Nerede, ne zaman biter şefkat,
Ve başlar acımak?
Nerede başlar kibir,
Ve biter alçakgönüllülük?
Nerede başlar sevgi,

Ve nerede, ne zaman, nasıl çıkıp gider içimizdeki ücra köşelere;
Bir gün yeniden bulunmak-baştan yaratılmak için.

Nerede biter acıyarak-katlanarak el sürmek,
Ve elin değdiği yeri dağlayıp onulmaz yaraları açmak?
Nerede başlar sevgiyle severek dokunmak,
Dokunarak sevmek, sevdiğin yeri ışıklandırmak?

Aciz, muhtaç, zayıf  olarak algıladığında onu ve kendini başka yere yükselttiğinde, zorunlu bir kalmak-katlanmak-bakmak haline girdiğinde başlıyordu acımak, bitiyordu sevgi ve acı veriyordu dokunmak dokunulmak.

Sevgisiz dokunabilir misin ki hiç?

Serinle ılık arasında kalmış bir hava;
İnsanlar deniz kenarındaki çay bahçesinde, sıcak çaylarını kahvelerini yudumlayarak
Gümüşi grinin yavaş yavaş renksizliğe dönen gökyüzü altında,
Boğaz manzarasının tadını çıkarıyorlar.
Serinlikle birbirlerine daha da yaklaşırken, ılıklıkla
Gevşemeye başlıyor elleri.

Sevimli, tombul, kabarık tüyleriyle yün yumağını andıran, kocaman yeşil gözlerini insanlara tatlı tatlı açan siyah beyaz kedi masa aralarında dolanıyor. Çoğu kişiden aldığı okşama ve böreklerle daha da besili hale geliyor sanki.
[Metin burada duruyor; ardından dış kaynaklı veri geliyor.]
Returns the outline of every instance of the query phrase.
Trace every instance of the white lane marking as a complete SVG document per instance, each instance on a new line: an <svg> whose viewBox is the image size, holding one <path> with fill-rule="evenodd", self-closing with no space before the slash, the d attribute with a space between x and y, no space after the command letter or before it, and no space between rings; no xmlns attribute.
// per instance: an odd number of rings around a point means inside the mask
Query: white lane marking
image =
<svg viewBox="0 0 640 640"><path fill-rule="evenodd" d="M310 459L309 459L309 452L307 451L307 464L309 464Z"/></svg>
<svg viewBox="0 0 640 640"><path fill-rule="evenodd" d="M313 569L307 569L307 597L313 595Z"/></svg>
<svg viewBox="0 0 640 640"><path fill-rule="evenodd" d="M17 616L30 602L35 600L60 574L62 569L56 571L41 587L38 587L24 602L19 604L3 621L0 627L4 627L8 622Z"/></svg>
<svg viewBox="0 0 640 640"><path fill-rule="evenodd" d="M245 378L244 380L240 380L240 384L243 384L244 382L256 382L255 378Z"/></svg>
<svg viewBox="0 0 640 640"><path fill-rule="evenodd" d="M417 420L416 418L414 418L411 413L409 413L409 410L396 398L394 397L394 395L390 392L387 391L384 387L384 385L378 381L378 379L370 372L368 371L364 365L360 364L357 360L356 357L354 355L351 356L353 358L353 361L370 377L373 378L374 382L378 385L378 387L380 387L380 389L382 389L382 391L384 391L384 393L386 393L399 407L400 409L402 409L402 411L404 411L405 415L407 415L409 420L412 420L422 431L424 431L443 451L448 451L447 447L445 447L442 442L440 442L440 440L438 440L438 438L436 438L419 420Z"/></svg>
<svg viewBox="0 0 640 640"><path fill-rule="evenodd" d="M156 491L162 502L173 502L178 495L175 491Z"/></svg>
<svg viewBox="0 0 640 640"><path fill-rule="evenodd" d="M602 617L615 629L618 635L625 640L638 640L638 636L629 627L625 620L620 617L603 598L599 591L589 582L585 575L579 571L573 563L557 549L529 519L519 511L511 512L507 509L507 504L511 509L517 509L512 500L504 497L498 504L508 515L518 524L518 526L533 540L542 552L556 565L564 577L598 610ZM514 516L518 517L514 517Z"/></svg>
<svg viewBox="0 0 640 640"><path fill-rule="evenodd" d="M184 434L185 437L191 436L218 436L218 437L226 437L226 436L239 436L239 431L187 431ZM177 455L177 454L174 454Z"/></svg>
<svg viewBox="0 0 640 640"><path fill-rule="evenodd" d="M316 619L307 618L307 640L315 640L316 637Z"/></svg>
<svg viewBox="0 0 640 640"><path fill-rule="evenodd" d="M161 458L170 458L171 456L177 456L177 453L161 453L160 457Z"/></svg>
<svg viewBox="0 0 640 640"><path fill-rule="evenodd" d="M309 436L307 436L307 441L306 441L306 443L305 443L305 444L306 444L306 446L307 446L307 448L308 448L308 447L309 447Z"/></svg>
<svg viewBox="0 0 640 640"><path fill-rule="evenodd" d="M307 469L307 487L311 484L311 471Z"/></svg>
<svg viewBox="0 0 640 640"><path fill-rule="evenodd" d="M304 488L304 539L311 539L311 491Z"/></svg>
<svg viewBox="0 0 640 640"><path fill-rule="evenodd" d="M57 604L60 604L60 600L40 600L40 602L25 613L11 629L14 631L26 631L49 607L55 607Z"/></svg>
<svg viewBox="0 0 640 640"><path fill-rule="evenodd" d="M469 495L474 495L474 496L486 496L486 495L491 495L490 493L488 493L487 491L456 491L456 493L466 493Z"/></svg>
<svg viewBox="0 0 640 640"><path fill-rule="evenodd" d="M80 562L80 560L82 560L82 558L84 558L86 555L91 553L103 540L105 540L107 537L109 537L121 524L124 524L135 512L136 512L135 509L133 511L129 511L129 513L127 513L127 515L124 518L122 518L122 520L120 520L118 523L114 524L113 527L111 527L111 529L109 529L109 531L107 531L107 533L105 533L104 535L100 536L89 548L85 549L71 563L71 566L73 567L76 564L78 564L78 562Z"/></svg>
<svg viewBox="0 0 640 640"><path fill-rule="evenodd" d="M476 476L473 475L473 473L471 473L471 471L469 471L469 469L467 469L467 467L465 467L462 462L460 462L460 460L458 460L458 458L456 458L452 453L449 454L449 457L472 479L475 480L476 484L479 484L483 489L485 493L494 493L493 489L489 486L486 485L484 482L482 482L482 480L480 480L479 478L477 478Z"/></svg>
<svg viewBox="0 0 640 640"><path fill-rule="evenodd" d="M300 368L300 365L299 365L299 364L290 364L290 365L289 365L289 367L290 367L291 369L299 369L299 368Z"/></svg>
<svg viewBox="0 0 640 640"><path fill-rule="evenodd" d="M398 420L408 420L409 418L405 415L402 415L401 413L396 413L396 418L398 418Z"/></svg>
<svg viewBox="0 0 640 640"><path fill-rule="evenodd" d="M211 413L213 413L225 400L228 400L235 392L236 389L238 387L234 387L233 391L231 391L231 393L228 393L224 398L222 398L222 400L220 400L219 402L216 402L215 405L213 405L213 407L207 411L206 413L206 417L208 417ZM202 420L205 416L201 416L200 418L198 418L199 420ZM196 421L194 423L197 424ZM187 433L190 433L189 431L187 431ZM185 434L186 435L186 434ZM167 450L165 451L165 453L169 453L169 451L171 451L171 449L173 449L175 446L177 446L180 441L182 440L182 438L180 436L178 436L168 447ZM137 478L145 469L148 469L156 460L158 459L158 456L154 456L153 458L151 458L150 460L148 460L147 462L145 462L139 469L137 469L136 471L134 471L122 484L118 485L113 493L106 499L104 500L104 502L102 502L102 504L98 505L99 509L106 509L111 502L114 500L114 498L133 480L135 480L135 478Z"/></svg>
Hemen yanı başımdaki ağacın dibinde ise kirli beyaz-tüylerinin solukluğu,cansızlığı ve kirliliği bu rengi ona veren- renkli bir kedi tüm bakışlardan sıyrılmış, yokla var arası orada öylece yatıyor. Burnunun üstünde kocaman kahverengi-siyah-gri ve ıslak bir yara var.

Ona tesadüfen gözü ilişenler, hemen yüzlerini çeviriyorlar; o yarayı ve aslında o kediyi hiç görmediklerini varsaymak isteyen bir ifade beliriyor yüzlerinde. Unutmak istiyorlar varlığını, hiç yokmuş gibi, o ağacın altında böyle bir kedi hiç olmamış gibi…

Hemen önümdeki masada oturan, geldiklerinden beri hayvan haklarından konuşan iki kadından, kötü cart bir sarıya boyanmış ve tiftik tiftik saçlı olanı kediyi fark ediyor; “Ayy! Çok yazık, dayanamiycem bakmaya!” diyerek yüzünü, bayat ya da ekşimiş bir yemeği koklamış gibi buruşturuyor. Ve sandalyesinin yönünü değiştiriyor hızla.

Nerede, neden, nasıl başlardı acımak?

Tam da bu sırada üç-dört yaşarlında bir çocuk kediyi fark edip, küçük ve yavaş adımlarla kedinin yanına gitti. Kedinin önünde çömeldi, ellerini göğsünün üstünde birleştirip hafifçe boynunu ona doğru eğdi. Kedi suskun ve önce ürkek ardından teslimiyetle ona baktı. Çocuk konuşmaya başladı:

“Burnun yara mı oldu senin? Acıyor mu burnun kedicik?”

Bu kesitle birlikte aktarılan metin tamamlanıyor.